GCAM.VersionNumber      = 4.4
GCAM.RefWorkspace       = %(PIC.GCAMDir)s/pygcam-support/gcam-core-gcam-v%(GCAM.VersionNumber)s

GCAM.MI.Dir             = %(GCAM.RefWorkspace)s/input/gcam-data-system/_common/ModelInterface/src
GCAM.MI.ClassPath       = %(PIC.Lib)s/%(GCAM.VersionNumber)s/*:%(PIC.Lib)s/jars/*:%(GCAM.MI.JarFile)s:XMLDBDriver.jar

GCAM.DefaultQueue       = short,slurm
PIC.AccountFlag         = -A GCAM
GCAM.OtherBatchArgs     = %(PIC.AccountFlag)s

# If you run GCAM with the in-memory database, you might want to reserve
# more memory. Setting "-n 3" reserves 3/24 cores, which allocates 1/8th of
# the 64 GB (i.e., 8 GB) of memory. In this mode you might also want to use
# the "shared" queue, which you can do by adding the following two lines to
# your ~/.pygcam.cfg file:
# GCAM.DefaultQueue = shared
# GCAM.OtherBatchArgs = %(PIC.AccountFlag) -n 3

Running scenario groups

The most convenient way to run a scenario group on PIC (or any cluster) is to use the -D or --distribute option to the run sub-commmand. For example, to run the default scenario group for project “Foo”, you can run:

gt +P Foo run -D

This will queue the baseline scenario and then queue the policy scenarios with a dependency on successful completion of the baseline scenario job.

gt +P Foo run -D -S baseline,policy-1

If scenarios are explicitly named, only those scenarios are run, as usual. If none of the named scenarios is a baseline, the jobs are all queued immediately.

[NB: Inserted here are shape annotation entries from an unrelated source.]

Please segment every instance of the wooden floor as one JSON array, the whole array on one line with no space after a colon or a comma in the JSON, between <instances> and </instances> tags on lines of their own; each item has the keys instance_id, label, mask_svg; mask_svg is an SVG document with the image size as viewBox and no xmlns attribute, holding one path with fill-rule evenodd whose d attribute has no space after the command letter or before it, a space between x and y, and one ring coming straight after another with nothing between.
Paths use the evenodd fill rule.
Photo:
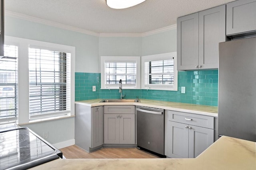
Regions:
<instances>
[{"instance_id":1,"label":"wooden floor","mask_svg":"<svg viewBox=\"0 0 256 170\"><path fill-rule=\"evenodd\" d=\"M159 157L137 148L102 148L88 153L76 145L60 149L67 159L158 158Z\"/></svg>"}]
</instances>

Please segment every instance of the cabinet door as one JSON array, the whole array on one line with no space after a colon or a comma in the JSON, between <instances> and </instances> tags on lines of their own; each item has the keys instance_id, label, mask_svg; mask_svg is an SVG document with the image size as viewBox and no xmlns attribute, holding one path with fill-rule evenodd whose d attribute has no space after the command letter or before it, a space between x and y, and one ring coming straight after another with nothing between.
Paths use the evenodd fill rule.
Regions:
<instances>
[{"instance_id":1,"label":"cabinet door","mask_svg":"<svg viewBox=\"0 0 256 170\"><path fill-rule=\"evenodd\" d=\"M119 115L120 143L122 144L135 144L135 115Z\"/></svg>"},{"instance_id":2,"label":"cabinet door","mask_svg":"<svg viewBox=\"0 0 256 170\"><path fill-rule=\"evenodd\" d=\"M218 68L219 43L226 41L226 5L199 12L199 67Z\"/></svg>"},{"instance_id":3,"label":"cabinet door","mask_svg":"<svg viewBox=\"0 0 256 170\"><path fill-rule=\"evenodd\" d=\"M92 148L103 145L103 107L92 107Z\"/></svg>"},{"instance_id":4,"label":"cabinet door","mask_svg":"<svg viewBox=\"0 0 256 170\"><path fill-rule=\"evenodd\" d=\"M188 125L170 121L171 140L168 155L173 158L188 157Z\"/></svg>"},{"instance_id":5,"label":"cabinet door","mask_svg":"<svg viewBox=\"0 0 256 170\"><path fill-rule=\"evenodd\" d=\"M119 114L104 114L104 143L119 143Z\"/></svg>"},{"instance_id":6,"label":"cabinet door","mask_svg":"<svg viewBox=\"0 0 256 170\"><path fill-rule=\"evenodd\" d=\"M198 64L198 13L177 20L178 70L194 70Z\"/></svg>"},{"instance_id":7,"label":"cabinet door","mask_svg":"<svg viewBox=\"0 0 256 170\"><path fill-rule=\"evenodd\" d=\"M256 30L256 0L240 0L227 4L226 34Z\"/></svg>"},{"instance_id":8,"label":"cabinet door","mask_svg":"<svg viewBox=\"0 0 256 170\"><path fill-rule=\"evenodd\" d=\"M213 143L214 129L189 126L189 158L196 158Z\"/></svg>"}]
</instances>

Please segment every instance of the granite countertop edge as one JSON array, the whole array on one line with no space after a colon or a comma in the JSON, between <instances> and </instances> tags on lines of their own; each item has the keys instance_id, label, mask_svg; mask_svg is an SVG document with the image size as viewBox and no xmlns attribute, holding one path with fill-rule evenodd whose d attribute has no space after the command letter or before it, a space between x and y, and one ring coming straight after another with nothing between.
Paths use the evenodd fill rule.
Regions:
<instances>
[{"instance_id":1,"label":"granite countertop edge","mask_svg":"<svg viewBox=\"0 0 256 170\"><path fill-rule=\"evenodd\" d=\"M160 100L140 99L139 102L100 102L102 99L93 99L75 102L75 104L89 107L106 105L134 105L157 108L174 111L218 117L218 107Z\"/></svg>"}]
</instances>

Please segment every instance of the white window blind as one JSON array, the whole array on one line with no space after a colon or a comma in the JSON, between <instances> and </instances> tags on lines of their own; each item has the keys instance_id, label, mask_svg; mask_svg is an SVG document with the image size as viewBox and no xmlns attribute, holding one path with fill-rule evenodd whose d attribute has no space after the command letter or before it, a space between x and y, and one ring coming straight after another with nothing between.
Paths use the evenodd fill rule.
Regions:
<instances>
[{"instance_id":1,"label":"white window blind","mask_svg":"<svg viewBox=\"0 0 256 170\"><path fill-rule=\"evenodd\" d=\"M107 62L105 63L106 84L119 84L120 79L123 84L135 86L136 63Z\"/></svg>"},{"instance_id":2,"label":"white window blind","mask_svg":"<svg viewBox=\"0 0 256 170\"><path fill-rule=\"evenodd\" d=\"M142 57L142 88L178 90L176 52Z\"/></svg>"},{"instance_id":3,"label":"white window blind","mask_svg":"<svg viewBox=\"0 0 256 170\"><path fill-rule=\"evenodd\" d=\"M120 79L124 89L140 88L140 57L101 56L101 88L118 89Z\"/></svg>"},{"instance_id":4,"label":"white window blind","mask_svg":"<svg viewBox=\"0 0 256 170\"><path fill-rule=\"evenodd\" d=\"M147 84L173 84L174 61L172 60L145 62L145 82Z\"/></svg>"},{"instance_id":5,"label":"white window blind","mask_svg":"<svg viewBox=\"0 0 256 170\"><path fill-rule=\"evenodd\" d=\"M70 55L29 48L30 119L70 113Z\"/></svg>"},{"instance_id":6,"label":"white window blind","mask_svg":"<svg viewBox=\"0 0 256 170\"><path fill-rule=\"evenodd\" d=\"M0 59L0 123L18 117L18 47L4 45Z\"/></svg>"}]
</instances>

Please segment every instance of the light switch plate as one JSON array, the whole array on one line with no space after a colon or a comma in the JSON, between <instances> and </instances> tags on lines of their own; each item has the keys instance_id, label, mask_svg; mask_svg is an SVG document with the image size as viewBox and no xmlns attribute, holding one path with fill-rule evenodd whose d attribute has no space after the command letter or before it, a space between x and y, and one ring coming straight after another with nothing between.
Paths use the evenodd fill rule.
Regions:
<instances>
[{"instance_id":1,"label":"light switch plate","mask_svg":"<svg viewBox=\"0 0 256 170\"><path fill-rule=\"evenodd\" d=\"M181 93L186 93L186 87L181 87Z\"/></svg>"}]
</instances>

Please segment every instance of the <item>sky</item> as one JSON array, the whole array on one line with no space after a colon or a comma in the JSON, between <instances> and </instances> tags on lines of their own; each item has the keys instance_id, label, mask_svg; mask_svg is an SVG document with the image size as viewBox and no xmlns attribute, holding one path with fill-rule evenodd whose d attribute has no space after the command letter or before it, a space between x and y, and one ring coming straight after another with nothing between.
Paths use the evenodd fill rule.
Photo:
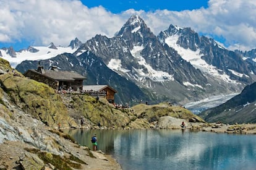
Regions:
<instances>
[{"instance_id":1,"label":"sky","mask_svg":"<svg viewBox=\"0 0 256 170\"><path fill-rule=\"evenodd\" d=\"M156 35L173 24L231 50L256 48L255 0L0 0L0 49L111 38L133 14Z\"/></svg>"}]
</instances>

You can run all scenarios in all scenario groups using this same mechanism by specifying the -a or --allGroups flag:

gt +P Foo run -D -a

This command is equivalent to iterates over all groups and running gt run -D on each group. All the baselines will start immediately, and all the policy scenarios will be queued with a dependency on successful completion of the corresponding baseline.